Transpose convolution math not working out

I was reading A Guide to Convolutional Arithmetic to understand Transpose Convolution.

From section 4.1

Using this representation, the backward pass is easily obtained by transposing C; in other words, the error is backpropagated by multiplying the loss with C.T. This operation takes a 4-dimensional vector as input and produces a 16-dimensional vector as output, and its connectivity pattern is compatible with C by construction.

When I try this out in pytorch, the error is certainly not equal to multiplying with C.T.

import torch
import torch.nn.functional as F

x = torch.arange(1, 17, dtype=torch.float).resize_(4, 4)
w = torch.rand(3, 3)

Convolve w and x

# Convert x into an "image" tensor with a single channel and part of a mini-batch of size 1
x1 = x.view(1, 1, 4, 4)
x1.requires_grad = True

# Convert w into a conv filter with a single input channel and a single output channel
w1 = w.view(1, 1, 3, 3)
w1.requires_grad = True

y1 = F.conv2d(x1, w1)

Backpropagate

y1.backward(torch.ones_like(y1))
x1.grad

Now create the C matrix as mentioned in the paper.

C = torch.zeros(4, 16, dtype=torch.float)

C[0, :3] = w[0]
C[0, 4:7] = w[1]
C[0, 8:11] = w[2]

C[1, 1:4] = w[0]
C[1, 5:8] = w[1]
C[1, 9:12] = w[2]

C[2, 4:7] = w[0]
C[2, 8:11] = w[1]
C[2, 12:15] = w[2]

C[3, 5:8] = w[0]
C[3, 9:12] = w[1]
C[3, 13:] = w[2]

Multiplying unrolled y1 by C.T will not equal to x1.grad.

torch.mm(C.transpose(0, 1), y1.view(-1, 1)).view(4, 4)

What am I doing wrong?

This needs to be

torch.mm(C.transpose(0, 1), torch.ones_like(y1).view(-1, 1)).view(4, 4)

When you want have a product that you want to backpropagate through, you replace the factor w.r.t. which you want to differentiate by the (appropriately expanded and summed up) output gradient, not by the output itself.

My favourite way of looking at derivatives of (multi)linear functions is in terms of Einstein summation notation, let’s take torch.nn.functional.bilinear as an example: It can be written for (inefficient) einsum as out = torch.einsum('bi,kij,bj->bk', left, weight, right).
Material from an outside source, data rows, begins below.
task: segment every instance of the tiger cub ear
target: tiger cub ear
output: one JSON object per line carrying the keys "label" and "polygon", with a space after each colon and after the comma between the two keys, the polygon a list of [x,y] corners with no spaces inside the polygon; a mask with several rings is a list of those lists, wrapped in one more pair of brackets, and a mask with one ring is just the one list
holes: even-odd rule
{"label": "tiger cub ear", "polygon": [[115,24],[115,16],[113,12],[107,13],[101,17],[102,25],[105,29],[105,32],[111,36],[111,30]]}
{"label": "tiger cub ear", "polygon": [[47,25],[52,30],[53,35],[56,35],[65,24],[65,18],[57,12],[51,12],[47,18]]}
Now as torch.expand and torch.sum are dual to each other for taking derivatives and by the product differentiation rule, you have that
weight.grad = torch.einsum('bi,bk,bj->kij', left, out.grad, right) etc., so you swap in grad.out for one of the arguments and make the exchange between the right hand side and that factor in the equation, and you get the right gradient formula.

But now I got carried away, …

Best regards

Thomas